Mount Sinai researchers have identified for the first time the neural mechanisms in the brain that regulate both positive and negative impressions of a social encounter, as well as how an imbalance between the two could lead to common neuropsychiatric disorders like autism spectrum disorder (ASD) and schizophrenia.

The study, published April 30 in Nature, also describes how activating a serotonin receptor in the brain of a mouse model of ASD restored positive emotional value (also known as “valence”), with encouraging implications for the development of future therapies.

“The ability to recognize and distinguish unpleasant from pleasant interactions is essential for humans to navigate their social environment,” says Xiaoting Wu, PhD, Assistant Professor of Neuroscience at the Icahn School of Medicine at Mount Sinai, and senior author of the study.

“Until now, it has been unclear how the brain assigns positivity or negativity—‘valence’—to social experiences, and how that information can be flexibly updated in a constantly changing environment.”

At the center of this complex neural circuitry is the hippocampus, located deep in the temporal lobe of the brain and responsible for forming new memories, learning, and emotions.

The Mount Sinai researchers described how two neuromodulators—serotonin and neurotensin, which influence processes such as mood, arousal, and neural plasticity—are released into the hippocampal subregion known as ventral CA1, where they control opposing social valence assignment.

Both neurotransmitters impact distinct populations of ventral CA1 neurons through their respective receptors, serotonin 1B and neurotensin 1.

While deficits in social valence are known to be prevalent in many neuropsychiatric disorders, their underlying neural mechanisms and pathophysiology have remained elusive.

“Through our work we’ve provided the first foundational insights into the neural basis of social valence,” notes Dr. Wu.

“We have demonstrated that the neuromodulators serotonin and neurotensin signal opposing valence, revealing a fundamental principle of brain function in the form of a neuromodulatory switch that allows behavioral adaptation based on social history.”

Specifically, the team developed a novel social cognitive paradigm that involved exposing mice to negative and positive social encounters.

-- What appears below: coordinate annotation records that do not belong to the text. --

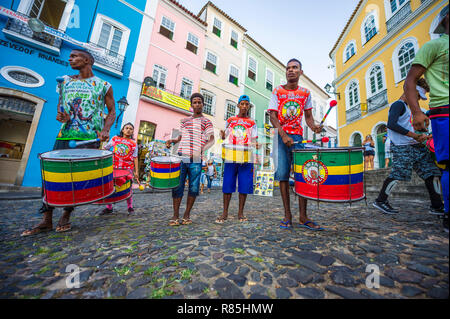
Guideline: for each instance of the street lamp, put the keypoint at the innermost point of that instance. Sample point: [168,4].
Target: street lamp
[123,103]
[328,88]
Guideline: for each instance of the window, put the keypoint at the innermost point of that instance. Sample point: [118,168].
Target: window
[350,51]
[269,80]
[234,38]
[376,83]
[405,57]
[209,106]
[234,75]
[192,43]
[352,95]
[370,28]
[186,88]
[396,5]
[159,76]
[252,67]
[217,27]
[211,62]
[167,28]
[231,110]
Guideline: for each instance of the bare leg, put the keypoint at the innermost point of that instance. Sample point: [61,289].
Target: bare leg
[189,204]
[242,199]
[176,208]
[284,190]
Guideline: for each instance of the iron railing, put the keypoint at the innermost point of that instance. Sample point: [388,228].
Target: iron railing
[23,29]
[108,58]
[353,113]
[377,101]
[398,17]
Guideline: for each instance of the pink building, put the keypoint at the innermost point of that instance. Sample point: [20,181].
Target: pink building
[172,72]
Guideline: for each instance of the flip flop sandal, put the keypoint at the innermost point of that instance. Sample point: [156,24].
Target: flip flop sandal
[35,230]
[174,222]
[61,229]
[186,221]
[220,220]
[305,225]
[286,225]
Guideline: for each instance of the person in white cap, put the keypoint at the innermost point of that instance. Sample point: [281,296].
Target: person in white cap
[432,60]
[409,152]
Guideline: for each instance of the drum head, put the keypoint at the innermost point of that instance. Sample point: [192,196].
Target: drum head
[166,159]
[76,154]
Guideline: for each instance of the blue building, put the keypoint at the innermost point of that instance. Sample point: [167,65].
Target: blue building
[31,61]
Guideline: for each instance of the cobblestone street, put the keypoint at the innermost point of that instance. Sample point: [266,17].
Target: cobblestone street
[140,256]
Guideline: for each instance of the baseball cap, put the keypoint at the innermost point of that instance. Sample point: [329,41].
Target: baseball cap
[244,98]
[422,92]
[440,28]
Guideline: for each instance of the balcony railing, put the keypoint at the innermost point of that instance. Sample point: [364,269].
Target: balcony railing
[353,113]
[377,101]
[398,17]
[108,58]
[24,30]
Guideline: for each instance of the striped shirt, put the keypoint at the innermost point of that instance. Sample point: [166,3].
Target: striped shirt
[195,133]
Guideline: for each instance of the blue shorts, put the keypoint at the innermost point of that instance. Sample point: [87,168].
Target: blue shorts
[191,170]
[283,157]
[243,173]
[439,126]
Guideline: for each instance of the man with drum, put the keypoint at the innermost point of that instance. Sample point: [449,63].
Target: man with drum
[197,136]
[90,94]
[286,108]
[432,60]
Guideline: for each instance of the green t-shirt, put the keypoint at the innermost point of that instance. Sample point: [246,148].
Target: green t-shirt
[434,57]
[84,100]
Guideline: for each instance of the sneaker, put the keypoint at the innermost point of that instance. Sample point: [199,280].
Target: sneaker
[385,207]
[445,223]
[106,211]
[436,211]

In the negative social encounter, the test mouse was exposed to a mean/aggressive mouse; in the positive encounter, the mouse was exposed to a potential mate.

In both assays the mice had negative or neutral/positive or neutral interaction and then got to choose which mouse they would like to spend more time with.

Without prior experience, the mice did not have a preference, but with the experience, they associated a mouse with a positive or negative valence and then learned to avoid the “bad” mouse or approach the “good” mouse.”

Just as importantly, the team uncovered specific drug targets for positive and negative valence, knowledge that could potentially factor into future treatments.

Specifically, serotonin acting on the serotonin 1B receptor generates a positive impression of a social encounter, while neurotensin acting on the neurotensin 1 receptor creates a negative impression. Imbalanced emotional processing of those two social experiences is known to be a debilitating symptom of ASD.

Consequently, by activating the serotonin 1B receptor, researchers were able to restore a positive impression associated with rewarding social experiences.

“We identified a specific neuromodulator receptor which we then targeted to rescue social cognitive deficits in a mouse model of ASD,” Dr. Wu explains.

“On a broader scale, our work provides critical insights into complex social behaviors while revealing potential therapeutic targets that can be leveraged to improve social cognitive deficits in common neuropsychiatric disorders.”

Funding: This work was supported by funding from NIH K99 Career Development Award (grant no. MH122697), NIMH BRAINS R01 Award (grant no. MH136228), Alkermes Pathways Award, NARSAD Young Investigator Award and Friedman Brain Institute Scholar Award.